If equations and long division leave you in a spin, take a deep breath.

Essex University research has found changing the ways in which maths problems are set can lead to more students persevering with the subject.

Students were faced with conventional problems and problems using ‘mathematical mindsets’. 

Mathematical mindsets are a series of principles designed to make maths problems more user-friendly, with the aim of promoting long-term self-belief.

The scheme employs a range of techniques, which include encouraging students to see numbers in different ways and to ‘pitch’ their solution to other members of the class.

None of the participants knew if they were answering normal problems or ones adopting the 'mathematical mindsets'.

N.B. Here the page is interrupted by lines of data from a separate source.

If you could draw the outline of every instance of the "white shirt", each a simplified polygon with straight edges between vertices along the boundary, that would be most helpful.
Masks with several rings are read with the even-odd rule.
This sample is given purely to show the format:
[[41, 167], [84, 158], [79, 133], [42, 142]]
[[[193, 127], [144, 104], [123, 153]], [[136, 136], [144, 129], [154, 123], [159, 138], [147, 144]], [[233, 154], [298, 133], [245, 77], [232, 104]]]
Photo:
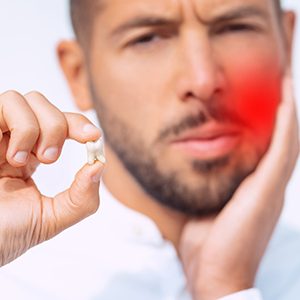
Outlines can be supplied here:
[[[5, 300], [190, 300], [173, 245], [152, 220], [112, 197], [102, 184], [93, 216], [0, 269]], [[300, 239], [277, 229], [258, 289], [224, 300], [300, 297]]]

A study by Dr Ian Daly, Jake Bourgaize and Dr Alexei Vernitski used brain-scanning technology to confirm students displayed increased motivation using the alternative approach.

Dr Vernitski said: “The ability to solve mathematical problems is developed over time, but sadly many students become discouraged too soon.

"To improve diversity, both in maths and society, we must find an approach to teaching maths which better motivates students.

"Our research confirms that an approach based on ‘mathematical mindsets’ can deliver increased motivation.

"Over time, we hope this increased motivation will result in individuals adopting a ‘growth mindset’ – the belief that they can succeed.”

As part of the study the students recorded their own motivation when faced with each task and an electroencephalogram was used to measure electrical activity in their brains.

Dr Daly said: “The EEG showed greater activity in areas of the brain associated with motivation when the subject was faced with a ‘mindsets’ problem.

"This is the first study to use an EEG to confirm what participants have told us and it provides important evidence for the effectiveness of a ‘mindsets’ approach in increasing learner motivation.”